30 yıldır sanatını icra eden Selimeciyan, teknolojiyle beraber el işçiliğinin kaybolduğu pırlanta mıhlamacılıkta artık yetiştirilecek çırak bulunamadığından yakındı. Yakın gelecekte bu sanatın kendileriyle kaybolacağını düşünen Selimeciyan, “Biz Kapalıçarşı’nın tozunu yutan son nesiliz. Bu meslek artık endüstriyel hale geldi. Bizimle beraber yavaş yavaş kaybolacak” dedi.

“Siparişe göre yurt içi veya dışına da gönderim yapıyoruz”
1990 yılında 15 yaşındayken mesleğe başlayan Selimeciyan, 1 buçuk sene bir ustanın, 2 buçuk sene de başka bir ustanın yanında çalıştığını anlatarak, “2010 yılında kadar da uluslar arası bir firmada çalıştım. Sonra kendi atölyemi açtım o tarihten beridir sanatımı icra ediyorum. Genellikle Kapalıçarşı’ya çalışıyorum. Ayrıca siparişe göre yurt içi veya dışına da gönderim yapıyoruz. Ancak ağırlığımız Kapalıçarşı oluyor” diye konuştu.
“Biz çok eskiyiz, önceden teknoloji yoktu”
Bu meslekte eskilerden olduğunu vurgulayan Selimeciyan “Biz çok eskiyiz, önceden teknoloji yoktu. Şu an hazır satılanlar teknoloji sayesinde neredeyse el değmeden üretiliyor. Bunları eski ustaların hepsi bir tane plakadan yapıyordu. Çok büyük sadekâr ustaları var, biblo gibi yaparlardı. Yenilik endüstriyi getirdi. Şu an neredeyse çizimden mıhlanmış çıkıyor. Dikkat edilmesi gereken taşların yüksekliği, yamukluğu oldu. Eski ustalığı gerektiren bir durum yok” ifadelerini kullandı.

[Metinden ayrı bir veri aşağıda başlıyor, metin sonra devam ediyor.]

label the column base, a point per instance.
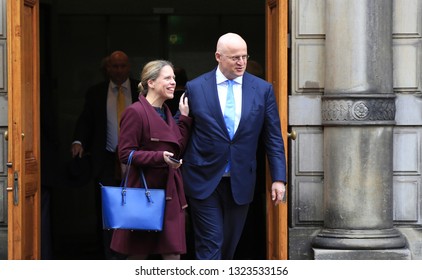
(387, 254)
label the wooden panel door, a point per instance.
(23, 184)
(276, 63)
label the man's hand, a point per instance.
(278, 191)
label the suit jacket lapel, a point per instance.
(248, 92)
(209, 90)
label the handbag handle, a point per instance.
(142, 177)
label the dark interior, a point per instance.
(75, 35)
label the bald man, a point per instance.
(219, 169)
(96, 132)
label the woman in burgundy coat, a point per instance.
(147, 126)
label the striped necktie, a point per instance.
(229, 114)
(120, 105)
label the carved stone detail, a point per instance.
(362, 110)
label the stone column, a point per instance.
(358, 111)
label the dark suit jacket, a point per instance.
(210, 146)
(91, 127)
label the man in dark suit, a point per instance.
(219, 169)
(96, 131)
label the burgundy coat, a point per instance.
(143, 129)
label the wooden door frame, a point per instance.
(276, 15)
(23, 177)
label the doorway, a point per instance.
(75, 37)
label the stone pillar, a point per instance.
(358, 111)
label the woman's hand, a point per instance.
(183, 105)
(171, 163)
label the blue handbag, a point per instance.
(133, 208)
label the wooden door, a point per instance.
(23, 184)
(276, 63)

“Eski ustalık bizle beraber bitecek gibi duruyor”
Kapalıçarşı adabıyla yaşayan mıhlama ustalarının son neslini yaşadığının altını çizen Selimeciyan, “Bu sanatta Kapalıçarşı’nın tozunu yutan son nesiliz diyebiliriz. Eski ustalık bizle beraber bitecek gibi duruyor. Çünkü yeni nesil yetişmiyor, çırak bulunmuyor. Maalesef ufak ufak yok olup gideceğiz” diye konuştu.